The same Continuous Improvement initiatives that reduce your scrap cost and retesting will also reduce factory escapes. Warranties can often be expensive. It is not only the units themselves that drive the cost. Shipments and RMA tickets must be handled, at times manufacturing itself must perform RMA analysis to document what was wrong. Sometimes you even lose a customer who was not happy with how things played out, which again impacts Revenue.
If you compare the framework for Manufacturing Intelligence that we advocate through WATS to traditional Statistical Process Control, the theoretical impact of the latter is in reality only aimed at this cost center. To stop defect units from leaving the factory.
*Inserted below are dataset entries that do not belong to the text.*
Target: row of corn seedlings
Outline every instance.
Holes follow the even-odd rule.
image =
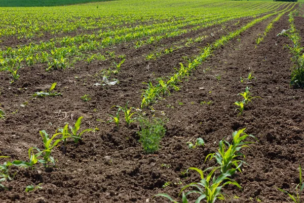
[[[295,4],[293,4],[291,8],[289,9],[289,7],[288,7],[285,9],[289,9],[288,10],[290,11],[293,8],[295,5]],[[251,27],[258,22],[261,22],[271,16],[276,15],[278,13],[280,13],[282,12],[282,11],[276,12],[253,20],[240,29],[231,32],[228,35],[222,37],[213,44],[202,49],[203,52],[197,57],[192,60],[188,59],[187,65],[184,65],[183,64],[180,63],[180,69],[175,69],[176,73],[173,76],[168,77],[169,79],[167,81],[163,79],[158,79],[158,82],[156,85],[154,85],[150,81],[149,82],[147,83],[148,85],[147,88],[143,90],[141,108],[143,108],[145,107],[148,107],[157,102],[158,100],[161,99],[165,96],[170,95],[171,90],[175,91],[179,90],[178,83],[181,82],[182,80],[186,77],[189,76],[191,72],[195,71],[203,61],[208,57],[212,54],[214,50],[222,46],[230,40],[239,35],[241,33]]]
[[[39,164],[45,167],[54,166],[56,165],[55,159],[51,156],[52,150],[59,145],[61,144],[64,152],[67,147],[69,140],[77,144],[82,139],[84,133],[89,131],[98,130],[98,128],[87,128],[80,130],[82,117],[78,118],[73,126],[65,125],[63,128],[59,128],[53,135],[49,135],[45,130],[39,132],[42,138],[44,149],[41,149],[36,147],[32,147],[28,149],[28,160],[22,161],[15,160],[13,161],[6,161],[0,164],[0,187],[8,189],[3,183],[7,180],[12,179],[10,173],[10,166],[15,166],[19,167],[30,168],[32,170]],[[8,156],[0,156],[0,158],[10,158]]]
[[[200,202],[205,199],[207,203],[213,203],[216,199],[224,199],[222,187],[226,185],[234,185],[242,189],[242,187],[231,177],[237,171],[242,172],[241,167],[243,164],[247,164],[242,158],[245,156],[241,152],[242,148],[248,147],[248,144],[254,143],[245,140],[251,137],[256,139],[251,134],[245,132],[246,128],[236,131],[232,134],[231,143],[224,140],[219,143],[217,152],[208,154],[205,158],[205,162],[209,158],[215,158],[216,165],[209,167],[205,170],[196,167],[190,167],[187,170],[193,170],[198,173],[201,180],[198,182],[193,182],[183,186],[179,192],[179,196],[181,197],[182,203],[187,203],[187,196],[193,193],[198,194],[196,202]],[[195,190],[189,190],[190,188]],[[168,198],[174,203],[178,202],[166,193],[157,194],[155,197],[162,196]]]
[[[207,2],[201,4],[209,3]],[[199,11],[198,9],[188,8],[184,10],[183,13],[180,13],[175,7],[168,8],[163,5],[170,3],[162,3],[158,4],[158,9],[155,11],[147,9],[146,6],[141,7],[138,2],[131,4],[128,2],[127,6],[125,3],[117,5],[113,3],[103,5],[100,8],[94,5],[87,5],[81,8],[70,6],[68,9],[65,7],[27,8],[22,8],[20,11],[20,8],[3,8],[0,9],[2,17],[0,21],[0,37],[32,38],[43,36],[46,32],[55,35],[78,29],[85,31],[96,29],[112,29],[122,25],[128,27],[136,24],[160,23],[164,21],[172,22],[186,18],[191,21],[194,17],[204,18],[219,13],[220,6],[225,9],[223,11],[231,13],[231,10],[234,10],[235,12],[234,7],[236,6],[236,4],[226,2],[223,5],[216,4],[213,7],[208,7],[208,10],[201,7]],[[189,3],[184,3],[189,4]],[[147,3],[144,4],[146,5]],[[236,4],[238,5],[240,10],[252,10],[261,6],[256,3]],[[269,3],[262,4],[264,8],[270,8],[273,5]],[[136,10],[136,13],[134,12],[134,9]],[[105,10],[106,12],[101,12]]]
[[[299,32],[294,25],[293,13],[289,14],[290,28],[288,30],[283,30],[278,35],[287,36],[292,41],[292,46],[286,45],[292,55],[291,60],[293,66],[291,69],[290,85],[294,88],[304,88],[304,53],[303,47],[301,46],[301,37]]]
[[[277,6],[276,5],[276,6]],[[259,10],[260,13],[260,13],[262,11],[265,11]],[[26,65],[32,65],[38,62],[47,63],[48,67],[46,69],[47,70],[51,69],[64,69],[70,65],[70,63],[68,62],[68,58],[75,55],[79,55],[83,52],[105,48],[136,38],[142,38],[146,36],[155,35],[158,33],[166,33],[162,36],[150,37],[149,40],[154,42],[156,40],[155,39],[157,40],[158,39],[158,40],[159,40],[159,38],[163,38],[164,36],[171,37],[184,33],[184,30],[178,31],[176,31],[176,30],[185,26],[203,25],[197,26],[193,28],[198,29],[201,26],[210,26],[214,23],[229,20],[231,18],[252,16],[255,15],[255,13],[256,14],[257,12],[243,12],[235,16],[231,16],[231,14],[228,16],[229,14],[221,14],[209,18],[203,19],[199,18],[196,21],[192,21],[188,23],[181,22],[181,24],[178,24],[177,25],[172,26],[170,24],[166,25],[163,23],[159,25],[153,25],[153,26],[147,26],[146,27],[140,26],[137,27],[138,28],[138,32],[134,30],[136,27],[128,28],[130,29],[129,33],[126,33],[125,29],[117,29],[113,31],[102,32],[97,35],[94,34],[82,35],[74,37],[67,36],[61,39],[55,39],[55,40],[52,39],[49,42],[41,42],[39,44],[30,44],[28,46],[24,45],[16,49],[8,47],[6,50],[0,52],[0,69],[6,69],[8,63],[11,62],[11,61],[13,62],[17,61],[18,59],[21,61],[25,60]],[[230,18],[228,17],[230,17]],[[216,21],[217,18],[224,20],[218,22]],[[211,22],[207,23],[208,21]],[[172,30],[173,32],[170,32],[170,30]],[[96,40],[102,38],[103,39],[101,41]],[[58,45],[60,45],[59,47],[58,47]],[[15,69],[12,68],[12,69],[15,70]]]
[[[273,27],[274,23],[275,23],[276,22],[277,22],[279,20],[280,20],[281,17],[283,15],[284,15],[285,13],[286,13],[287,12],[287,11],[286,11],[285,12],[284,12],[279,14],[276,18],[275,18],[272,21],[271,21],[270,22],[270,23],[269,23],[267,25],[267,26],[266,27],[266,28],[265,29],[265,30],[264,31],[264,32],[262,34],[259,35],[258,37],[255,40],[255,42],[256,43],[256,45],[255,46],[256,48],[257,45],[258,45],[259,44],[259,43],[260,43],[261,42],[262,42],[264,40],[264,38],[265,37],[266,37],[267,34],[270,31],[271,29]]]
You can read this article explaining why Statistical Process Control is not suitable for monitoring electronics manufacturing.
Research & Development and Administrative Costs
This is a big cost center for many, with many different costs. Manufacturing support is one of the activities taking place here. This might be during New Product Introduction, or debugging problems happening during normal operations. It is common that R&D or Industrialization staff must travel to the factory to take part in these fault-finding projects. Often at different countries or continents than they normally work and live. Needless to say, these overhead costs can be significant.
Data-finding, sorting and analysis is also a common part of these activities. Manufacturing Intelligence aims to control this cost by providing real-time, unified and global data access. From anywhere in the world, you can access information on a specific incident that just happened. It helps reduce the time needed for data finding and has the potential to significantly reduce the resolution times. Often eliminating the need to travel. The real beauty however is that the system contains all the meta-data needed by different groups. So, it is a single source of data and insight, applicable to many stakeholders.
Effective Collaboration
This meta-data is critical for you to communicate in a “common language” internally. Or with sub-contractors. The same reasoning applies to admin staff working within this domain. The system provides them with business-level information to make faster and more effective and meaningful decisions. WATS for instance calculates many metrics useful for product costing analysis.
In summary
WATS and Manufacturing Intelligence applied to electronics manufacturing test data aims to provide you with a practical and complete framework to increase profits in manufacturing in the discussed areas. It differs from, and excels compared to traditional tools such as Statistical Process Control, in that its approach has economic thinking as a core element rather than limit itself to subsets of manufacturing problems.
The resulting improvements in profits add huge value to leading tech companies dependent on channelling money back into their R&D teams to keep up the innovation.